The now infamous “1000 poster prank” was meant to show parents – on Parent’s Weekend, no less – that university officials are lying when they say they want to protect students from being offended. In truth, they want to protect gays from offense while simultaneously funding their graphic speech – no matter how offensive it is to Christians. That is the point my gay readers miss – or, perhaps, pretend to miss – on a regular basis.

And, of course, let us not underestimate the importance of the employees’ response of immediately rushing to pull the 1000 posters down. It shows that deep down inside they are ashamed of the graphic nature of the gay “civil rights struggle,” too.

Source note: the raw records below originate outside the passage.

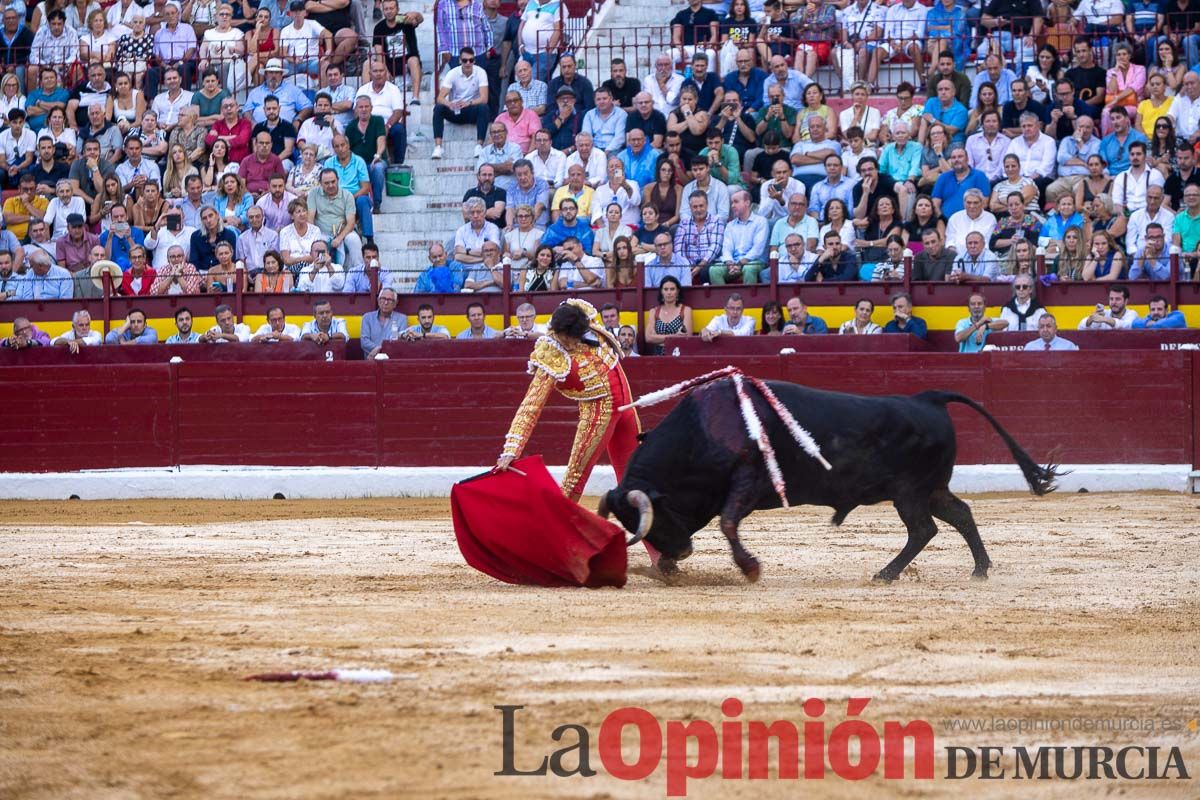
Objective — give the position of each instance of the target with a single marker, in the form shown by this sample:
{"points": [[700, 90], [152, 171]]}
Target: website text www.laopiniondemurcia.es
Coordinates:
{"points": [[851, 750]]}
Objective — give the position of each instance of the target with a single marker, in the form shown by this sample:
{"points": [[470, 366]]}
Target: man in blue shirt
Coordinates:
{"points": [[294, 104], [639, 158], [1159, 318], [904, 322], [949, 187], [747, 80], [45, 280], [133, 331], [947, 110], [1115, 146], [352, 176]]}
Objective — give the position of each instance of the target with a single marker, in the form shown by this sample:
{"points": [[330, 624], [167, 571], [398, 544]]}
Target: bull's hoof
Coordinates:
{"points": [[751, 569]]}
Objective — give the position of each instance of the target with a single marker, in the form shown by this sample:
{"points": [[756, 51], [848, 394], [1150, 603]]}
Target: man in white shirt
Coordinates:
{"points": [[388, 101], [592, 158], [904, 30], [462, 100], [167, 104], [1119, 316], [1131, 187], [303, 42], [731, 323], [226, 330], [324, 326], [276, 328], [549, 164], [973, 217], [1155, 211], [1048, 336], [1186, 108], [1037, 151]]}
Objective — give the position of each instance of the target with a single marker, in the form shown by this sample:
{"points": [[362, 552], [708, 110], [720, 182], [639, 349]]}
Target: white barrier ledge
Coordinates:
{"points": [[324, 482]]}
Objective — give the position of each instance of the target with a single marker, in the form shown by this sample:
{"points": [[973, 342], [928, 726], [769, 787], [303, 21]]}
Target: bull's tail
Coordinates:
{"points": [[1042, 480]]}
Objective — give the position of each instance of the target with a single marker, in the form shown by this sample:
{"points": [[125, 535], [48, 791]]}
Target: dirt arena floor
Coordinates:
{"points": [[126, 630]]}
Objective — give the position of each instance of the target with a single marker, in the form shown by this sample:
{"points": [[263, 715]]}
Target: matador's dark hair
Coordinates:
{"points": [[570, 320]]}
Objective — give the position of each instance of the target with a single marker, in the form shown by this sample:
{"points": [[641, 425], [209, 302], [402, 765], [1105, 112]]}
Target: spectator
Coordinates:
{"points": [[273, 278], [276, 328], [605, 122], [1153, 212], [1159, 317], [834, 186], [439, 276], [861, 324], [971, 218], [477, 322], [257, 240], [81, 332], [533, 91], [665, 263], [469, 239], [388, 103], [795, 260], [971, 332], [499, 155], [731, 323], [835, 262], [568, 224], [904, 322], [664, 84], [801, 322], [934, 262], [184, 332], [976, 264], [1023, 310], [139, 277], [283, 133], [1048, 336], [294, 104], [177, 276], [531, 192], [489, 275], [133, 330], [462, 100], [949, 190], [333, 209], [1151, 259], [426, 328], [1119, 316], [233, 130], [744, 245], [563, 121], [1107, 262], [796, 222], [369, 140], [384, 324], [520, 122], [353, 176], [323, 326]]}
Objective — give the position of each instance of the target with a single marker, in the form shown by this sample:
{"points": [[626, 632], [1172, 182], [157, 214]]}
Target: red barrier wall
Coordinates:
{"points": [[1114, 407]]}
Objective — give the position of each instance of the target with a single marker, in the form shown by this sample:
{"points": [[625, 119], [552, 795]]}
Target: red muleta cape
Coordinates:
{"points": [[521, 529]]}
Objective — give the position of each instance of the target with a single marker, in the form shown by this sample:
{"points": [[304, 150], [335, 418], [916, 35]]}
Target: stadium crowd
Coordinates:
{"points": [[184, 148]]}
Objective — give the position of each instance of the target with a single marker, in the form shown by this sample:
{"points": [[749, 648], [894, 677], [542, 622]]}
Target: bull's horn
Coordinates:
{"points": [[641, 501]]}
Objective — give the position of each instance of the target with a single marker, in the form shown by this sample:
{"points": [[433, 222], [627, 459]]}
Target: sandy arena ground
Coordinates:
{"points": [[126, 629]]}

They simply cannot defend to the general public the things they are doing privately with public funds.

Our civil rights struggle to engage in protest against the excesses of the gay “civil rights” movement is about more than the freedom to petition our government for a redress of grievances. It is also about our deeply held religious conviction that expressing opposition to homosexuality is love speech, not “hate speech.” The Word of God to Ezekiel (33:8,9) is illustrative:

If I announce that some wicked people are sure to die and you fail to tell them to change their ways, then they will die in their sins, and I will hold you responsible for their deaths. But if you warn them to repent and they don’t repent, they will die in their sins, but you will have saved yourself.

So, as one can clearly see – if one simply opens his eyes and his heart – the true Christian views the phrase “it’s OK to be gay” to be a form of hate speech. In the view of those who are true followers of Christ, it is a refrain no more hostile than the suggestion that the homosexual simply “go to hell.”

And, so, I submit that those of us who criticize the excesses of the false gay “civil rights” struggle are the ones involved in the true civil rights struggle on America’s campuses. Nonetheless, as I think back to the days when one of my relatives kept a loaded .357 magnum behind the counter of his business – to chase out the brave young blacks who battled segregation – I am cautious with my constitutionally protected speech. I would never succumb to the temptation to compare our struggle to the one Martin Luther King, Jr. led in the sixties.

But, unfortunately, gays are seldom able to do anything in moderation. By yielding to the temptation to compare themselves to the likes of Dr. King, they damage their own credibility and magnify their infinite condescension and arrogance.